When I arrived, I could still see his shadow in everything. His loss was tangible in the things that suddenly fell to disrepair. Vincent came into focus in these gaps, and I imagined him organizing the receipts, and sweeping the entrance, and straightening the picture frames that had fallen off kilter. All these tasks I picked up in his absence. I grew into the places that Vincent had left vacant.

“Well,” Trey said, “she’s a little intimidating, despite her size.”

I nodded, listening closer to the woods, trying in vain to track her back to the exit. “I think you’d have to be, to build this place from scratch and run it pretty much by yourself for thirty years.”

His eyes were narrowed, still watching the corner, as if she might be waiting there all along. “You know her well?” he asked.

I started walking again, felt Trey falling into stride. “She’s family,” I said. I always felt protective of her, admired her for what she’d created and everything she’d done for this place, and the people within it. Everything good about this place was because of her, and I wanted Trey to know it. She’d given me a home when I had no place else to go; her car when mine had died; a job when I’d needed one most. I knew, from the way people talked in town, that she’d done the same for others over the years. People thought highly of the inn primarily because they thought highly of Celeste herself.

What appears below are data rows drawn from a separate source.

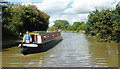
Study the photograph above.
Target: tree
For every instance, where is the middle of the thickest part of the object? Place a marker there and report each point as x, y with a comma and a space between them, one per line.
61, 24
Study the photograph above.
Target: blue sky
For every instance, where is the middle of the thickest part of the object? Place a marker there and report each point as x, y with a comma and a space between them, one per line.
71, 10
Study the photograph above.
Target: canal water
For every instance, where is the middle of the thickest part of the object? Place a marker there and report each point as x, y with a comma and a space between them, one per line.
75, 50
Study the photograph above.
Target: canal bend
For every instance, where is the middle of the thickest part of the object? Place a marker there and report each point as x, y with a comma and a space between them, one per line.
75, 50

We walked for a few more moments in silence before he continued. “What was it like, growing up here, with a town with this sort of history?”

“I didn’t.” When Celeste introduced me to the others in town, all she’d ever had to say was, This is Abby, Vincent’s niece, and nothing else needed to be said. “Her husband was my uncle,” I explained. “But he was older than her, and I didn’t know him growing up, either. They built this place together. I came to visit after he died. And then… I never left.”

“How come?”

The reasons one leaves, the reasons one comes… impossible to say which was the stronger. “Well,” I said, “I had just lost my mother.” By then, most of my friends had left for college, and the calls and texts had grown farther and farther apart, and even then, I didn’t feel there was anything to talk about, anything to connect over anymore. It was like we were living in alternate realities, and I couldn’t breach the divide. In the end, it wasn’t just my mother I had lost, but the momentum of my own life, the person I might’ve become, the others who I’d have made the journey with.

“I’m sorry.” He had stopped walking, and now he called out to me. “I’m so sorry,” he repeated, looking at me, like he understood.

I waved him off. “It was a long time ago.” And it wasn’t the same. There was no mystery to it: a diagnosis, a passage of time, a result. Not the ending I’d hoped for, but a definitive and permanent resolution. That’s not what had brought him here—that’s not what brought anyone here. It was the mysteries that drew people closer.

We were approaching a clearing, with a drop-off to the right, which would give him the first unobstructed view of the ridge in the distance. “Look at this,” I said, as if the open air, the looming mountains, could answer all his questions. The people you could feel out there, those who had come before. I imagined all of us stopping at this point, seeing the same thing, a moment that bound us all together, across time.

But he furrowed his brow and leaned forward, eyes downward instead—to the open air of the drop-off beyond the trees. “Who would hike this in the winter?” Trey asked, seeing something very different in the exposure. A missed step. A stomach-dropping precipice.